Following the spirit of [1], we consider a stable IgA space-time scheme for variation formulation of (1), which is obtained by testing it with auxilary function $v_h + \delta_h , \partial_t v_h$, $\delta_h = \theta h$, $v_h \in V_{0h} \subset H^{1}_{0, \underline{0}}(Q),$ where $\theta$ is a positive constant and $h$ is the global mesh-size parameter (with mesh denoted by $\mathcal{K}_h$). The parameter $\delta_h$ in discrete bilinear form can be also localized such that $\delta_{K} = \theta , h_K$, where $h_K := {\rm diam} (K)$, $K \in \mathcal{K}_h$ is the local mesh-size parameter. It is shown that for both cases the obtained discrete bilinear forms are $V_{0h}$-coercive on the IgA space with respect to corresponding discrete energy norms, which together with boundedness property, consistency and approximation results for the IgA spaces provides an a priori discretization error estimates.

Finally, we derive the functional a posteriori error estimates for the discussed schemes (see, e.g., [2]), which apart from the quantitatively efficient indicators provides the reliable and sharp error estimates. This type of error estimates can exploit the higher smoothness of NURBS basis functions to its advantage. Since the obtained approximations are generally $C^{p-1}$-continuous (provided that the inner knots have the multiplicity $1$), this automatically provides that its gradients are in $H(\Omega, {\rm div})$ space. Therefore, there is no need in projecting it from $\nabla u_h \in L^{2}(\Omega, ℝ^d)$ into $H(\Omega, {\rm div})$.
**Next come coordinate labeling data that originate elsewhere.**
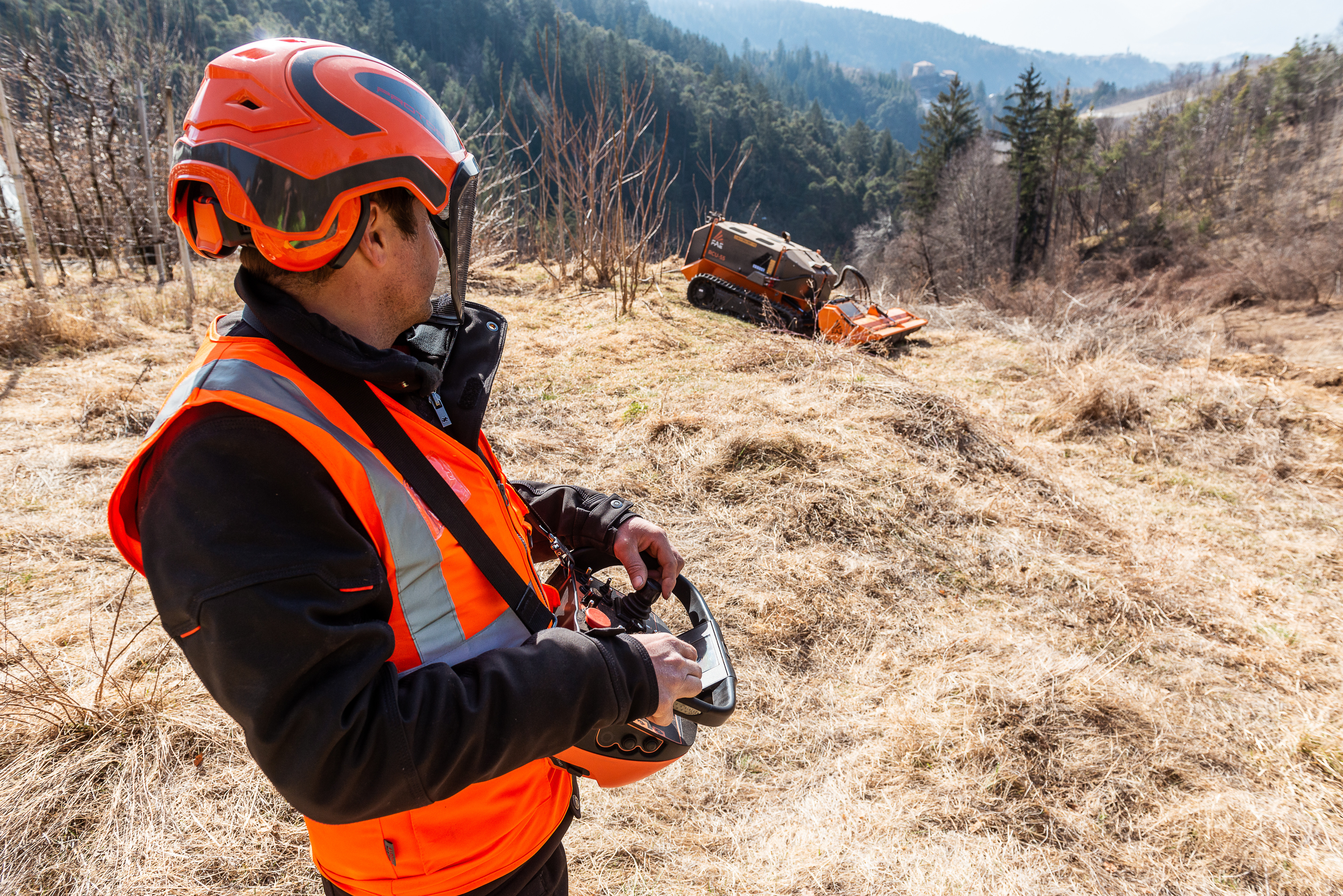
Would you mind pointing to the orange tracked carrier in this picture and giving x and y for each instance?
(770, 280)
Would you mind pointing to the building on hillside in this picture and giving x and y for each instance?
(929, 81)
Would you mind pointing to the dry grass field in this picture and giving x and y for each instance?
(1015, 610)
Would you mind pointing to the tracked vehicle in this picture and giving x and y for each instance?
(769, 280)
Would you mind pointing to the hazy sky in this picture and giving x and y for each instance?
(1165, 30)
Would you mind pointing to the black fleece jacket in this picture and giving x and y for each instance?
(248, 536)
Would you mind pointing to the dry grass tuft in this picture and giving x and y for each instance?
(108, 413)
(1027, 606)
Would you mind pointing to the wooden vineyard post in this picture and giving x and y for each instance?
(183, 249)
(21, 187)
(154, 197)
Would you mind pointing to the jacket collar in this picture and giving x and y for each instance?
(283, 319)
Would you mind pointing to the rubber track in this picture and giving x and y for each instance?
(757, 315)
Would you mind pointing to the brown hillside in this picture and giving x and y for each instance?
(1012, 612)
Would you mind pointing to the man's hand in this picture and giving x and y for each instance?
(638, 535)
(679, 674)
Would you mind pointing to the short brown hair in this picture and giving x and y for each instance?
(398, 202)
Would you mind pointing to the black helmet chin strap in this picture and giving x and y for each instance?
(346, 255)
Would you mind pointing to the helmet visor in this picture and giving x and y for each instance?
(454, 229)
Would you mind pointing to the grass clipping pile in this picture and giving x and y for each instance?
(1002, 624)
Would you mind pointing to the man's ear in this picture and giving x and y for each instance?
(374, 244)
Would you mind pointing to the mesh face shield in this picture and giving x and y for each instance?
(454, 225)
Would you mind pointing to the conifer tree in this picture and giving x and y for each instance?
(951, 123)
(1025, 127)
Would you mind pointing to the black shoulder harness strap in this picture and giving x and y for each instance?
(359, 401)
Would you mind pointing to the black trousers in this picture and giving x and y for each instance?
(546, 874)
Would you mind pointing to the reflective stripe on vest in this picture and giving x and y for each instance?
(444, 612)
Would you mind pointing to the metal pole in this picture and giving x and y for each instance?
(183, 248)
(154, 195)
(21, 187)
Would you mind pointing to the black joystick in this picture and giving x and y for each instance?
(637, 606)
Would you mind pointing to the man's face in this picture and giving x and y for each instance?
(411, 271)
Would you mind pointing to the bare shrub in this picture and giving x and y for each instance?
(109, 412)
(601, 199)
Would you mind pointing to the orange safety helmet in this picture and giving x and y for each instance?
(287, 139)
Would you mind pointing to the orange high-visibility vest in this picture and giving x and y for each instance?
(444, 610)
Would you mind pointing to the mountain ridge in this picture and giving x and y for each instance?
(879, 42)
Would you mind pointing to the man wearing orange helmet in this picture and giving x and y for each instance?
(326, 530)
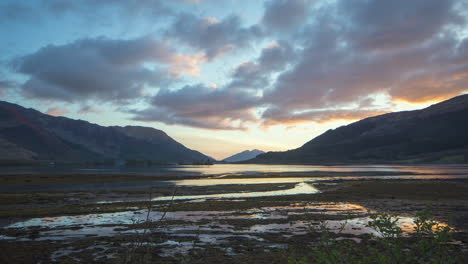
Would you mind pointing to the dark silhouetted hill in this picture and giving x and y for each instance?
(29, 135)
(244, 155)
(437, 134)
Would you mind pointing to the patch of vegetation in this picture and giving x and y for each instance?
(430, 243)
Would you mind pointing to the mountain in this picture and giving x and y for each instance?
(29, 135)
(244, 155)
(437, 134)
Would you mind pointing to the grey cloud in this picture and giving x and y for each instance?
(282, 15)
(375, 24)
(99, 69)
(90, 10)
(339, 68)
(256, 74)
(275, 116)
(212, 36)
(201, 106)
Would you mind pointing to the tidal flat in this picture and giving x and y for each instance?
(60, 218)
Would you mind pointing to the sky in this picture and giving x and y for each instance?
(223, 76)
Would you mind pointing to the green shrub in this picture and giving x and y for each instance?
(429, 243)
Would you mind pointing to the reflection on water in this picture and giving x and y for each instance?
(300, 188)
(259, 168)
(211, 225)
(217, 169)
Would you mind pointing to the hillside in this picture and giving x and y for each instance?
(244, 155)
(434, 134)
(29, 135)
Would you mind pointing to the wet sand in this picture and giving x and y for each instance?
(109, 225)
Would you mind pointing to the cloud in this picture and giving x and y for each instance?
(57, 111)
(274, 116)
(6, 85)
(202, 107)
(88, 10)
(341, 63)
(257, 74)
(375, 24)
(87, 109)
(212, 36)
(282, 15)
(103, 69)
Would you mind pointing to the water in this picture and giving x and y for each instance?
(233, 168)
(300, 188)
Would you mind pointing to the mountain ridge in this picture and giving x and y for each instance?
(433, 134)
(37, 136)
(244, 155)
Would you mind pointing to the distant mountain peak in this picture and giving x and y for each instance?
(27, 134)
(436, 134)
(244, 155)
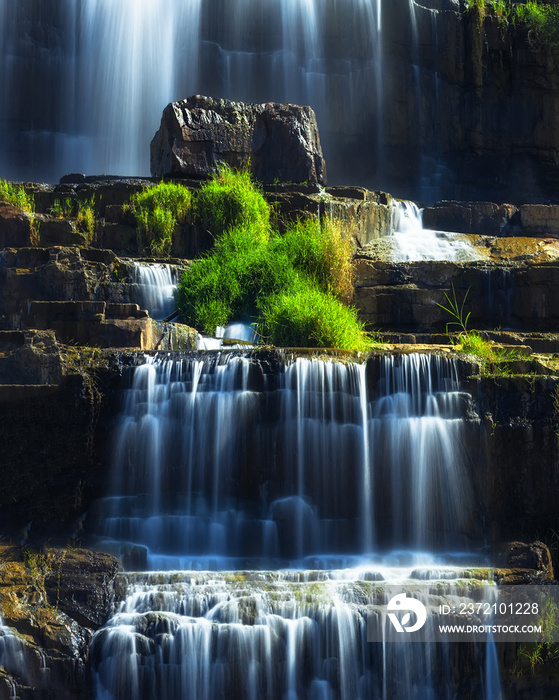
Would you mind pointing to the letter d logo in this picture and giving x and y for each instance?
(401, 603)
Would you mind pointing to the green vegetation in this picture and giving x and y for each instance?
(541, 19)
(494, 359)
(544, 650)
(16, 195)
(319, 251)
(158, 210)
(309, 317)
(231, 199)
(294, 284)
(85, 218)
(456, 310)
(82, 211)
(62, 209)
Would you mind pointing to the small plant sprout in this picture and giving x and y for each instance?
(456, 310)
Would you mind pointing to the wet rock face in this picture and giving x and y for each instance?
(277, 141)
(51, 603)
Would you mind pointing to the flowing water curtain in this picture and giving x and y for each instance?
(155, 288)
(220, 458)
(276, 635)
(135, 57)
(112, 67)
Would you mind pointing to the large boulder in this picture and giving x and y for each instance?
(278, 142)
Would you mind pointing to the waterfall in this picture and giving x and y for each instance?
(155, 288)
(19, 660)
(264, 635)
(111, 68)
(248, 463)
(412, 242)
(219, 460)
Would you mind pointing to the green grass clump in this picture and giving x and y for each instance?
(85, 218)
(231, 199)
(62, 209)
(319, 250)
(247, 277)
(541, 20)
(158, 210)
(17, 196)
(229, 282)
(309, 317)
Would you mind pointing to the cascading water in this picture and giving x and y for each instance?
(101, 72)
(155, 285)
(412, 242)
(229, 461)
(289, 635)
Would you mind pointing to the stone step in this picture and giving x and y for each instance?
(10, 393)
[1] U. Langer, S. Moore, and M. Neumüller,
Space-time isogeometric analysis of parabolic evolution equations,
Comput. Methods Appl. Mech. Engrg., 2016, 306: 342–363.
[2] S. I. Repin,
Estimates of deviations from exact solutions of initial-boundary value problem for the heat equation,
Rend. Mat. Acc. Lincei, 13(9):121–133, 2002.